Iwanczuk jako wolontariusz wywiózł własnym samochodem ok. 100 mieszkańców atakowanych przez Rosjan miejscowości, m.in. Sałtiwki i Ochtyrki (obw. charkowski i sumski). 10 marca, gdy jechał do Połtawy z kolejnym transportem uchodźców oraz sprzętu medycznego, jego auto ostrzelane zostało z broni maszynowej. Szczęśliwie jednym z pasażerów pojazdu była lekarka, Wiktoria, która udzieliła mężczyźnie pierwszej pomocy. Wolontariusz nazywa ją teraz swoim aniołem stróżem. Na jego samochodzie po ataku pozostało ponad 30 otworów po wystrzelonych w jego kierunku kulach. „Prawie nic nie pamiętam. Myślałem, że nie żyję, pożegnałem się z życiem. To było stuprocentowe poczucie śmierci” – stwierdził w wywiadzie dla Radia Swoboda Iwanczuk.

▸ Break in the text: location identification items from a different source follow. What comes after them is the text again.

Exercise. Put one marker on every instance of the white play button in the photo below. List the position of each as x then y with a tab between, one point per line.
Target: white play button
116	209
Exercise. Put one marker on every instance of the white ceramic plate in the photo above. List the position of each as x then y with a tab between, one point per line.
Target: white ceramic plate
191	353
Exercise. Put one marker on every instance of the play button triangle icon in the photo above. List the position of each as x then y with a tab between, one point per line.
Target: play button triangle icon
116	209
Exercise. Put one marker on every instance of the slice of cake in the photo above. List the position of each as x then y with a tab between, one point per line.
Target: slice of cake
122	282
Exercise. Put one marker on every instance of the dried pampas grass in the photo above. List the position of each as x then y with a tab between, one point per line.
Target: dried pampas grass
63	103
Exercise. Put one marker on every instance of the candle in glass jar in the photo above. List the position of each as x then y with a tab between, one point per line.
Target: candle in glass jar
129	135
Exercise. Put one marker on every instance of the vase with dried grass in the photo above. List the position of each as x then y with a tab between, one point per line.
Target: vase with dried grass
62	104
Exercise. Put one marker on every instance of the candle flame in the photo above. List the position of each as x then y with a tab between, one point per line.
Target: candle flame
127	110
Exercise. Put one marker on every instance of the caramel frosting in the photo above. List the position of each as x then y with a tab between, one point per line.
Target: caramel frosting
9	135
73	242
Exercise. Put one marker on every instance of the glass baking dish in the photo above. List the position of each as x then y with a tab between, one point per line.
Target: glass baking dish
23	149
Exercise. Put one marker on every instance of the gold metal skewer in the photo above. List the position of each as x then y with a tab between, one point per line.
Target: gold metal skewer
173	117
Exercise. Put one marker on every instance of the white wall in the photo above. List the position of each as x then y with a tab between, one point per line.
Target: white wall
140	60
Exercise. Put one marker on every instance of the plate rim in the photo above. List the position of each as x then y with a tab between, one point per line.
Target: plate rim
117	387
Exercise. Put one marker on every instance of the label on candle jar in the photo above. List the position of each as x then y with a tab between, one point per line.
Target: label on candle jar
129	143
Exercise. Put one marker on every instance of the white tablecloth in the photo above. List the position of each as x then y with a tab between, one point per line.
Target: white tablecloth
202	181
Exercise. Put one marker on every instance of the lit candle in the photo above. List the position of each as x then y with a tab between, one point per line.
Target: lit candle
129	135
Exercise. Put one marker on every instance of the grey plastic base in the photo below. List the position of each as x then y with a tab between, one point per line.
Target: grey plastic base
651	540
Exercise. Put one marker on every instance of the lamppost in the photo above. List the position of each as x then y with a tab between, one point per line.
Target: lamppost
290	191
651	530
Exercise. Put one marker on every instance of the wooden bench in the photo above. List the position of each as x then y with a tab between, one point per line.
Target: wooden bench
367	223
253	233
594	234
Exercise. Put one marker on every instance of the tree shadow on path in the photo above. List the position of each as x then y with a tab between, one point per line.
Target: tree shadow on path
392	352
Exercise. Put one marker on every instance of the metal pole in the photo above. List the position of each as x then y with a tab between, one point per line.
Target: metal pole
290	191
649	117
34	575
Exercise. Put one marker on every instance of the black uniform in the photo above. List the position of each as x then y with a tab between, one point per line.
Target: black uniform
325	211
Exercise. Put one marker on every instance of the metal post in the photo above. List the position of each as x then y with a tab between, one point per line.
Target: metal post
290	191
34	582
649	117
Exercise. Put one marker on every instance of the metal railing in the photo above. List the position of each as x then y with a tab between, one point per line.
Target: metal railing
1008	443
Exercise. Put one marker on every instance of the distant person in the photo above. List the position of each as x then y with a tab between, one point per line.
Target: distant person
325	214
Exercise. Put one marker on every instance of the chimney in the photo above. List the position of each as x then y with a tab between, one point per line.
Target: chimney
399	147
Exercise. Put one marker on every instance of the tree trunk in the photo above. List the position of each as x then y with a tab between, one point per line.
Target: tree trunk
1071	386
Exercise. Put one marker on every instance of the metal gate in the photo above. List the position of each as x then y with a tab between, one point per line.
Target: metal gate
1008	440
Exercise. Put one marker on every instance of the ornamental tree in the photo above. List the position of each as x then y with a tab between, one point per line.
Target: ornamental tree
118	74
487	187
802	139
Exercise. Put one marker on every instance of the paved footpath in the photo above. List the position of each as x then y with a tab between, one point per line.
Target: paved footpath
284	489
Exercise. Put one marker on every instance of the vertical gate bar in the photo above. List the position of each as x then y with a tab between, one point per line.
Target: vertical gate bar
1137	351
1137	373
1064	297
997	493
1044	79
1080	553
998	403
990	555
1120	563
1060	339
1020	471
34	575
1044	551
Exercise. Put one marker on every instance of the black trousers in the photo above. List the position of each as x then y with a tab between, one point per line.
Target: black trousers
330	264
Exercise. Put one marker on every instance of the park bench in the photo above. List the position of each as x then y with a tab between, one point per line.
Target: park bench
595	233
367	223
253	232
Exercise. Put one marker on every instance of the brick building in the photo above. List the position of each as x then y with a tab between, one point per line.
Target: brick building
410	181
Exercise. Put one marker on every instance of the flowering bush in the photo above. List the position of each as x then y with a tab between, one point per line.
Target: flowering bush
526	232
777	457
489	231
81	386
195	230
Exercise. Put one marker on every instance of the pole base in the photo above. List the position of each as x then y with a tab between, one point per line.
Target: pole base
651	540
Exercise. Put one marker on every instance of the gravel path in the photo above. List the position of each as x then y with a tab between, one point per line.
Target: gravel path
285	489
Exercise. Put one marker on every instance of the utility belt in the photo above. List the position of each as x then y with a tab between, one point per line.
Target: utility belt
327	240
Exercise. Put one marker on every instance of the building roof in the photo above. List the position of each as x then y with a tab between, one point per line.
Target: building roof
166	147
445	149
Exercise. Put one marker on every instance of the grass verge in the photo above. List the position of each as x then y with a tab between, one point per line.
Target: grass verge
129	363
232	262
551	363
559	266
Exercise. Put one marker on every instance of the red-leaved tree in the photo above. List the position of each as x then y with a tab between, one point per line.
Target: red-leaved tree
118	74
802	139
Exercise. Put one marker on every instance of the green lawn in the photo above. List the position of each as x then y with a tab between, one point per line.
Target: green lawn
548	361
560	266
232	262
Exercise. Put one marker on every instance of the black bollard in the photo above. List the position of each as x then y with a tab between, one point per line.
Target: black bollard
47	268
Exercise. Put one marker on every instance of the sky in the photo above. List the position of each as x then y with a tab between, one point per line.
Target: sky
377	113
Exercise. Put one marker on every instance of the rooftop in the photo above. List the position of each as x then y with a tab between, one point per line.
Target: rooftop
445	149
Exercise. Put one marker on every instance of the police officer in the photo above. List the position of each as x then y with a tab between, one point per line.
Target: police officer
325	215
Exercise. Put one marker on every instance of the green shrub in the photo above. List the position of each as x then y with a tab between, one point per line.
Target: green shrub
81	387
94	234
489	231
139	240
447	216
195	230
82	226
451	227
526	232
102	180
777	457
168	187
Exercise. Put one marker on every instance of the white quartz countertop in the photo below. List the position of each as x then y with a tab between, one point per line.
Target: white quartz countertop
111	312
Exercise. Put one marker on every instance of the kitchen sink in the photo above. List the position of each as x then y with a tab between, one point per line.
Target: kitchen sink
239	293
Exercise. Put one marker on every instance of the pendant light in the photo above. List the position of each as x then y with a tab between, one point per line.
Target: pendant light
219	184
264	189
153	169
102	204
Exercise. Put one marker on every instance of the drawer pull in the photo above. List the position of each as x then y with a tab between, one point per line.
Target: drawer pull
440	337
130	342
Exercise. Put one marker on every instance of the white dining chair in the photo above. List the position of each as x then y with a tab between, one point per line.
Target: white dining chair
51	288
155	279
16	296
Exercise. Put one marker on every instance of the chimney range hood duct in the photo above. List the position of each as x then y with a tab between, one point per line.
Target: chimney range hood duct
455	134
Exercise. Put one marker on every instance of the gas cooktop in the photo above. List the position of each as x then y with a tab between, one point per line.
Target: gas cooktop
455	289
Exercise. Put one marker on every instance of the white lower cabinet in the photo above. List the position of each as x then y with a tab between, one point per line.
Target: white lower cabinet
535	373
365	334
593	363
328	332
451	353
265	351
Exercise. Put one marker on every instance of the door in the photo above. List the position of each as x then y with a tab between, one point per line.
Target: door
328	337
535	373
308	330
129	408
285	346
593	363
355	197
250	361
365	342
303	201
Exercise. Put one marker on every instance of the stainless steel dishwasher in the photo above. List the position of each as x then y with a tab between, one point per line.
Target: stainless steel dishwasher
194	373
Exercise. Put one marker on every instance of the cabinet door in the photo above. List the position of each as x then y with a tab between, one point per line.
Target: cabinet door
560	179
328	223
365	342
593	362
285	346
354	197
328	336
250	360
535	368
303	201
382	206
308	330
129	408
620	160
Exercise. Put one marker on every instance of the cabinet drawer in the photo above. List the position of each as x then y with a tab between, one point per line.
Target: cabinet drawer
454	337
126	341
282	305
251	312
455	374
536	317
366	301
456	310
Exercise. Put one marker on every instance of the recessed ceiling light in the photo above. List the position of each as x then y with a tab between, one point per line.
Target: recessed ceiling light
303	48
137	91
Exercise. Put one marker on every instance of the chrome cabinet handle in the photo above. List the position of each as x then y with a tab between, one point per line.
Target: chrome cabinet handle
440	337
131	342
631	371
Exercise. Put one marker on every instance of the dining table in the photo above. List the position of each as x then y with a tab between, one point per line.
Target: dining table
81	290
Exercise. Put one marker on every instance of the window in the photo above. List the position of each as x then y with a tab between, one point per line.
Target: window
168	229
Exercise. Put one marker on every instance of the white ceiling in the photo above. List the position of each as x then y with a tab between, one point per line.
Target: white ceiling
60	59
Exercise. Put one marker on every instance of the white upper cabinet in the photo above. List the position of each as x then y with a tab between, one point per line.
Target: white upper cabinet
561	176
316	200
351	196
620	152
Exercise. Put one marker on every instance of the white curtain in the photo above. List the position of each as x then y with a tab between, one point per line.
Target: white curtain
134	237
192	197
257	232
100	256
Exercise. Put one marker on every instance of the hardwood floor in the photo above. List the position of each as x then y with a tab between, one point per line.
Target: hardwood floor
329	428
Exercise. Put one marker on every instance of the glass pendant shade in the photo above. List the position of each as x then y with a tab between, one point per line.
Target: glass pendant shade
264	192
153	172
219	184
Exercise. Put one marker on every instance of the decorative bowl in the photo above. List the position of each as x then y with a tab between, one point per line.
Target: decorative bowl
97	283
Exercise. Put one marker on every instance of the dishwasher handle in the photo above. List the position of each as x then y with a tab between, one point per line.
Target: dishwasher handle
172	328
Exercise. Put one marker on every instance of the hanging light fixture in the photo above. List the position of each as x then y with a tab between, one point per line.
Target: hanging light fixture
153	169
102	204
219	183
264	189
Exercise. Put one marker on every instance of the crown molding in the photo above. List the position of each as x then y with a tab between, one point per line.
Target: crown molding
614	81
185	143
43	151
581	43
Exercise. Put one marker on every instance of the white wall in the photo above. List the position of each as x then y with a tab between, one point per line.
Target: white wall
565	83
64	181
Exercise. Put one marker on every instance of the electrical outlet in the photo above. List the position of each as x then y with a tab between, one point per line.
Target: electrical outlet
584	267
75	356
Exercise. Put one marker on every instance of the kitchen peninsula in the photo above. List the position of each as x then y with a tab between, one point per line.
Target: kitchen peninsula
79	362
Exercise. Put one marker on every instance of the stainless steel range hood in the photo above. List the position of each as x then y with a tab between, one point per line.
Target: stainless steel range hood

Ok. 1,5 km od miejsca ataku rannego wolontariusza przejęli żołnierze z ukraińskiego punktu kontrolnego, którzy zawieźli go do szpitala. Tam jednak lekarze początkowo nie dawali mu większych szans na przeżycie. „Mówili, że umierały im osoby, które miały jedną czy dwie rany postrzałowe” – dodał Iwanczuk w rozmowie z serwisem Obozrevatel. „Amputowali mi połowę palca lewej ręki, a jestem leworęczny. Operowali moją wątrobę i płuca. Kula, która trafiła mnie w plecy, o kilka milimetrów minęła kręgosłup. Ale nikomu innemu w samochodzie nic się nie stało. Przeżyły nawet dwa koty, które z nami jechały. To prawdziwy cud” – kontynuował.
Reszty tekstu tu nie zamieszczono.